When we arrived, on the table there was a dish with an intriguing Indian-style spice mix on it which was an accompaniment to bread and olive oil. Dinner opened with a foie gras served with fig jam. The foie gras had hints of an aromatic herb that I couldn't pin point and was delicious. This was followed by a clear, buttery soup of small but plump mussels and crunchy, chopped vegetables. In a soup you usually expect the veges to be cooked till they're soft and mushy, but the texture of the veges here was a surprise and doubled my interest in the dish. To follow was a croquette of hamaguri, a kind of clam, which was covered in a deep fried bird's nest of cornflour and a foam flavoured with scallop. This dish combined a very interesting taste and texture. Honestly speaking I found the hamaguri itself to be not much more than a chewy piece of rubber, but I suppose this is how it's meant to be! Hmm. Following this was a divine piece of wagyu beef served with tiny potato cubes cooked in the meat's lard. With the spurt of balsamic on the plate and the horseradish, this dish was a hit. Next to come was the cheese which was a suitably soft Mont d'Or which is a Swiss cheese often used in fondue. The dessert was a pleasant caramel pudding served with yummy ice cream, nuts, dried fruit and a cute little "moon man" made of sugar. This was followed by a delicious coffee and petit fours.

Petit Point is somewhere I would put on my circuit of above average restaurants for business or pleasure. I thought it would have been nice if the chef came out to say hello, and I have to admit that I found this to be a hint of arrogance along with the the no price policy but I guess I can overlook it...this time at least.
Tel: 03-3449-3975

Sunday, 7 December 2008

Petillant, Naka Meguro ペティアン 中目黒

"Petillant" can be loosely translated as fizzy or sparkling. Sounds like my type of place! Well actually the reality of this little bistro down the end of the Naka Meguro shopping street is a bit more down to earth, but pleasant nonetheless. On a recent visit for lunch I sampled their lunch set which is quite keenly priced. You can select a 1,000 yen set with an entree and main, or an 1,890 set with fancier ingredients. Of course I chose the latter, ordering a scallop terrine for the entree and the choucroute with pork and sausage. Being a Sunday, I also treated myself to a couple of glasses of their house white, and topped off the lunch with a chocolate terrine for dessert with a scoop of raspberry sorbet.
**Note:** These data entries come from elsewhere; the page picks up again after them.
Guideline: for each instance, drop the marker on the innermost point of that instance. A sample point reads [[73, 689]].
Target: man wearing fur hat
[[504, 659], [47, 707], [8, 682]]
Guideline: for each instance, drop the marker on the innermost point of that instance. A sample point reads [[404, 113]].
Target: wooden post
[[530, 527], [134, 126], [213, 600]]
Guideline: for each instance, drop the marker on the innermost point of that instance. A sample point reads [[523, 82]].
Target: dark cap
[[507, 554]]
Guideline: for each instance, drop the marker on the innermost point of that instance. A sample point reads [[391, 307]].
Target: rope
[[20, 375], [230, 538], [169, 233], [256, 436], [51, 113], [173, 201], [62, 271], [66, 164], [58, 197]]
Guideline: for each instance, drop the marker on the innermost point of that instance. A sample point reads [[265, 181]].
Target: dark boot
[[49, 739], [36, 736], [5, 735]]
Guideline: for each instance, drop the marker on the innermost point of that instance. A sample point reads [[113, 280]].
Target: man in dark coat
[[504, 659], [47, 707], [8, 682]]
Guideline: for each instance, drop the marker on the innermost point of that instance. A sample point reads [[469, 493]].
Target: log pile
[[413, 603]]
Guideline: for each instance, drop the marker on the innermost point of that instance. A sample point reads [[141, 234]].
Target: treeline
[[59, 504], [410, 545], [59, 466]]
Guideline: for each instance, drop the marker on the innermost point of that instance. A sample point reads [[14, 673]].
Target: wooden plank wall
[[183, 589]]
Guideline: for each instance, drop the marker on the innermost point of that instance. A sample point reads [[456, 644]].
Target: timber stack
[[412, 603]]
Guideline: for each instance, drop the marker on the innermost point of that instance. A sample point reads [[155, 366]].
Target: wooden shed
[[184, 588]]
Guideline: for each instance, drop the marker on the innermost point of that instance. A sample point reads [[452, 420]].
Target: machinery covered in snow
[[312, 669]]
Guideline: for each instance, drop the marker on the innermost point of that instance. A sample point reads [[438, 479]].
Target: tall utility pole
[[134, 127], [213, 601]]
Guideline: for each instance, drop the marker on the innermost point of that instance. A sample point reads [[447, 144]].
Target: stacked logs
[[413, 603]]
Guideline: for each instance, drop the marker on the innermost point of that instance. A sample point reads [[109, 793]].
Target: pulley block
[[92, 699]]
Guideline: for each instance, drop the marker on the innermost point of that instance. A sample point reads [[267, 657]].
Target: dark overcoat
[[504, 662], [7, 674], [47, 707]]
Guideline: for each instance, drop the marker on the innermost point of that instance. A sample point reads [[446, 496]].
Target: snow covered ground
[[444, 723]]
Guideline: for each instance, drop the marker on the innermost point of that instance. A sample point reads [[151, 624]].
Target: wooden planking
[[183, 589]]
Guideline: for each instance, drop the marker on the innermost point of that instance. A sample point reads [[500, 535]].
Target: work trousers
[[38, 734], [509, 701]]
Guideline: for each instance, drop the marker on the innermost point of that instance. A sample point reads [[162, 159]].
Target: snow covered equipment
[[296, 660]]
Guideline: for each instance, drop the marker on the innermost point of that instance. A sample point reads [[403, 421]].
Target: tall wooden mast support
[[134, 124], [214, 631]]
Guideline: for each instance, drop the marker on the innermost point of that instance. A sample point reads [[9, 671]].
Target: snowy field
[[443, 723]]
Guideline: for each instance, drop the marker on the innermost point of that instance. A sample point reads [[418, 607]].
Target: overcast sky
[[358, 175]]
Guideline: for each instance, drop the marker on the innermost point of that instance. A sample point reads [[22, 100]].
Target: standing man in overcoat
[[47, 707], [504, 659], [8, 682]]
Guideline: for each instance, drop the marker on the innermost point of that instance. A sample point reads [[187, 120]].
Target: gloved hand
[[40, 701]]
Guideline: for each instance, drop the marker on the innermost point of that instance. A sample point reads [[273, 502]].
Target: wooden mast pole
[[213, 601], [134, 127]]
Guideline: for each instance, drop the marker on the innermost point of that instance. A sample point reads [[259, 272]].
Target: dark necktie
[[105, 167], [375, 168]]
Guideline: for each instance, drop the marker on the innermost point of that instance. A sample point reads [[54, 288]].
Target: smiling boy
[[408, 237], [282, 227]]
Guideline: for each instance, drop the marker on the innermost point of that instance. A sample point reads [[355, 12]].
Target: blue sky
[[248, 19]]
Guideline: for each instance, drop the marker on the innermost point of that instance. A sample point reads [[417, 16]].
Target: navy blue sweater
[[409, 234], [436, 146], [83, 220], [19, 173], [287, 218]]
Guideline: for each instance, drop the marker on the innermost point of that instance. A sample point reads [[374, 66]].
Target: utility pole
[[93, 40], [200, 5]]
The scallop terrine was more like a mouse and, as you can see in the picture, looked just like a fresh mozzarella and had a very similar consistency. Drizzled with a basil oil, it tasted fresh, not too fishy and went well with the crusty baguette it was served with. Unfortunately they did not replenish the bread...The choucroute was quite nice, especially the sausage which tasted great with the mustard. The piece of boiled potato hiding underneath the cabbage was ever so slightly undercooked (I like my potato pretty soft I must admit). The wine tasted pretty cheap and not really worth commenting on other than that. The dessert was another matter though - the chocolate terrine was rich and dense (none of the obvious retorts please!) and went terrifically well with the raspberry sorbet.

Overall, I found the food to be pretty good, the wine pretty ordinary and the service to be quite pleasant. If you're on a budget you could do a lot worse than coming here.